# Went into arrears



## MoneyGreen (15 Jun 2020)

Hi, Everyone. I’m in line for the Mortage Redress from AIB. My balance was 295k when I came off fixed rate in 2010. However I was made Redundant in 2012 and went into arrears for awhile. Mid 2013 I got a new job  it was restructured and the arrears were lumped into remander of Mortage. Payment went from €1500 a month to €1730.  Will this affect my calculation in any way? It was a horrible time and the bank rang me twice a day for months...Nearly split my Marriage because of it all..


----------



## Brendan Burgess (15 Jun 2020)

First of all, you will get the same redress as everyone else.  Your mortgage balance will be written down by €35,400 and you will get interest on that, which will amount to about €12k.  I would be very surprised if AIB tried to argue that the €12k should be set against the arrears. 

But how much arrears were you in? 

If AIB had offered you a tracker at the then prevailing rate, would you have been in arrears? 

If you can successfully argue that AIB pushed you into arrears through overcharging you, then you should be looking for far more compensation.

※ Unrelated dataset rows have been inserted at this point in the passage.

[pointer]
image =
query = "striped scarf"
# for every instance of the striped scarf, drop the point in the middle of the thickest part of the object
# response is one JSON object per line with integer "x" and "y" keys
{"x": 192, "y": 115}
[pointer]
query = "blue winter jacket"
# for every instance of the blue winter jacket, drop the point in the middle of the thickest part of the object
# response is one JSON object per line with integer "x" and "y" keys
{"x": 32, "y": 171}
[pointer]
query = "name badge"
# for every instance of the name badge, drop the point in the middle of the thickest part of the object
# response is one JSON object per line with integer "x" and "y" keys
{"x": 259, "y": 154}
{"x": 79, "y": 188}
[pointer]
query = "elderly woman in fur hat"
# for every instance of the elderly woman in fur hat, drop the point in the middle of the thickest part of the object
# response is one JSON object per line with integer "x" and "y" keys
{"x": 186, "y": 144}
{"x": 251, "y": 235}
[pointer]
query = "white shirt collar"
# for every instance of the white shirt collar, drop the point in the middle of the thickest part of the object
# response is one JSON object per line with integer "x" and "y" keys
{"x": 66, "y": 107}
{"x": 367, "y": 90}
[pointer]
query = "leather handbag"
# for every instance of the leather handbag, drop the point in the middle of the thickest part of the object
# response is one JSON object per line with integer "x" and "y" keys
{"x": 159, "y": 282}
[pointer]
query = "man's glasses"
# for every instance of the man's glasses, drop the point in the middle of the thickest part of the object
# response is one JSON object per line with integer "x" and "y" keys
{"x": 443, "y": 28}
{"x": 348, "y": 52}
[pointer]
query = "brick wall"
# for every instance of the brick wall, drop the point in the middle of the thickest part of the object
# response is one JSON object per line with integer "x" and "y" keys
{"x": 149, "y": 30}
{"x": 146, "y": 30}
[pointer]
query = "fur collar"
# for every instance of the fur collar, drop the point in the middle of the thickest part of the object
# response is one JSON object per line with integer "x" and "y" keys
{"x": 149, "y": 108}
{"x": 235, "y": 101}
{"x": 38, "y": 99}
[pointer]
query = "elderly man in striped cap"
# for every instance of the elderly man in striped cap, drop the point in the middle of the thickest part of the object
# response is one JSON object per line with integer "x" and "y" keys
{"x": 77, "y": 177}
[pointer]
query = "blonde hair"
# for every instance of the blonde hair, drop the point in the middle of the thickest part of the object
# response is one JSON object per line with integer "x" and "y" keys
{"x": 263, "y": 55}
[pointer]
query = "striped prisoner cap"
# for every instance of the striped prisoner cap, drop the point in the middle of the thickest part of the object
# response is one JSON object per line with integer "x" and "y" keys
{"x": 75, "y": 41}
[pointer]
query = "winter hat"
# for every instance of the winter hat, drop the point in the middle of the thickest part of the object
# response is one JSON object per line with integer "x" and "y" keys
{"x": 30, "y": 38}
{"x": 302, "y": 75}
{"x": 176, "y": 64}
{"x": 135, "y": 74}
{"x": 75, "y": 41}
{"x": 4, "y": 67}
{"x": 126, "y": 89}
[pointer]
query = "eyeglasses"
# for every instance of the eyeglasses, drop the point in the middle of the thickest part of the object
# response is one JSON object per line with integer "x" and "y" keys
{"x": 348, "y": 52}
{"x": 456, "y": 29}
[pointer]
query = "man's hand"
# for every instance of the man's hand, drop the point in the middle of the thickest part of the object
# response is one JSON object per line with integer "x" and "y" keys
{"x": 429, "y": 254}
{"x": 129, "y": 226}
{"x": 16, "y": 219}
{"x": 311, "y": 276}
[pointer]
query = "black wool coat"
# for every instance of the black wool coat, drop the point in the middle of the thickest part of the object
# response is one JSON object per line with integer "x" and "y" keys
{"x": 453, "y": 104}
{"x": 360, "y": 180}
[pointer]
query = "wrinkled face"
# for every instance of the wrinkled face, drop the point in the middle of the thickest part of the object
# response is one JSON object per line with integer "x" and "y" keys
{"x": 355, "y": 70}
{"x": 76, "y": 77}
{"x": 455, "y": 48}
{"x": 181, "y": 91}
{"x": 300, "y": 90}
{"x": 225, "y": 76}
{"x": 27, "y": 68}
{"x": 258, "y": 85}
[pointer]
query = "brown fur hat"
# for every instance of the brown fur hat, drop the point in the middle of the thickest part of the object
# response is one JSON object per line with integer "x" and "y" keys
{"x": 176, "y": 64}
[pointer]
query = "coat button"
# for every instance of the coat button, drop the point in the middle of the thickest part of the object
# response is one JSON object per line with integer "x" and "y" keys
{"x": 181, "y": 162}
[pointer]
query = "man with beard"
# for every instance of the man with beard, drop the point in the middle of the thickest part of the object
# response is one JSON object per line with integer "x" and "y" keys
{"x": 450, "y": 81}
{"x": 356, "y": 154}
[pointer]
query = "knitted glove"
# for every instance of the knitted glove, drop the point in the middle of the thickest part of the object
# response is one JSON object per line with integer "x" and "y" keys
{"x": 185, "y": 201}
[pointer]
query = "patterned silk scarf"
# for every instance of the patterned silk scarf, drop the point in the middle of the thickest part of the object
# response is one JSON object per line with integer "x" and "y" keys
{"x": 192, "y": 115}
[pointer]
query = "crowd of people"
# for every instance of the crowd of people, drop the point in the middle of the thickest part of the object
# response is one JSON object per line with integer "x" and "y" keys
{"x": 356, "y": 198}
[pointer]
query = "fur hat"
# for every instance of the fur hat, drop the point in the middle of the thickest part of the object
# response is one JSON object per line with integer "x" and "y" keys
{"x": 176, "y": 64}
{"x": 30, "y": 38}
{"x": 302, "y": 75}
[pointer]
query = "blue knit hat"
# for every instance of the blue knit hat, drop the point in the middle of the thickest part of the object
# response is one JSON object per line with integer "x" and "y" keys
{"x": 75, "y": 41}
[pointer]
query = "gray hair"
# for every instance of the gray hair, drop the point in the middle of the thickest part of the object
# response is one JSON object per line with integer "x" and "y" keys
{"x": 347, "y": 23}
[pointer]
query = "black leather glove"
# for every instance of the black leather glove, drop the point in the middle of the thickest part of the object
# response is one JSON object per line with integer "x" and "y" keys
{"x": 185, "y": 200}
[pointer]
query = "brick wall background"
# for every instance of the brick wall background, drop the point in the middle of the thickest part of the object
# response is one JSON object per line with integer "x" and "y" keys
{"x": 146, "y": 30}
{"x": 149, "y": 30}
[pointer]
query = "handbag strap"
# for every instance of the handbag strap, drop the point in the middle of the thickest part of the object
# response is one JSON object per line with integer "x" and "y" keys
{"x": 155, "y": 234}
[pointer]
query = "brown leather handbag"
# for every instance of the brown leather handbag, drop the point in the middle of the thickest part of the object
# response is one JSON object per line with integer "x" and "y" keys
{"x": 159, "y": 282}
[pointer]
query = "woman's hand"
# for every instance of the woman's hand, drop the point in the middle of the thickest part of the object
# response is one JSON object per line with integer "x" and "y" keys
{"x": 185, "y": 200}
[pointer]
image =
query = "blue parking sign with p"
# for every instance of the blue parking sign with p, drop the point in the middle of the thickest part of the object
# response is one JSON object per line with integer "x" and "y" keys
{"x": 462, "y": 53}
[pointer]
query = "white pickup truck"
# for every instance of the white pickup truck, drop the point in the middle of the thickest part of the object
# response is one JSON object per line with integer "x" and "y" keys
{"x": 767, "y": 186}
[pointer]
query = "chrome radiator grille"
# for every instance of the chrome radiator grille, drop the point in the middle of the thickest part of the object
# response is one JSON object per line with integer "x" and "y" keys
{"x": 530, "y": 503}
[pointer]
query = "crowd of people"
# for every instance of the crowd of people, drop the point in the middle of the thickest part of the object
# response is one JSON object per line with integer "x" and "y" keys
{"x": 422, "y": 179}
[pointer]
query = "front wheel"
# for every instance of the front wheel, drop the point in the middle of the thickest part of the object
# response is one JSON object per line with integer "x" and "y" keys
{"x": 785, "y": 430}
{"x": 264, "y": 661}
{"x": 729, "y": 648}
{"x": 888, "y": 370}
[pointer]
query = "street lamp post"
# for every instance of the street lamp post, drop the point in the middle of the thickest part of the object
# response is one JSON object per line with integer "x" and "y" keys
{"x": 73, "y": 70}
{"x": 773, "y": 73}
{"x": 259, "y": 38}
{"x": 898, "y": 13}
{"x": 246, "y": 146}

However, in most arrears cases, people who lost their job made very few payments, so it wouldn't have mattered what the interest rate was. They would still have been in arrears.

Brendan


----------



## MoneyGreen (15 Jun 2020)

Hi Brendan,

I went 16k or there about in arrears at the time. I rang the help line but they could only tell me I’m included and what my principal sum was in 2010. She had no other information but it was just a little niggle worry for me it might somehow affect it. The monthly payment seemed so unachievable when I was out of work I didn’t even try to pay it. I had 3 children under age of 3 at the time and didn’t know was I coming or going. I rang them told them I was out of work and would be using all my energy getting new employment.  I knew I’d get working in a few months and so it panned out.  I can’t help but feel anger when I think of the stress they put me under while all the time overcharging me.. Thankful to you so much for bringing this to a successful outcome and helping make things easier in the future


----------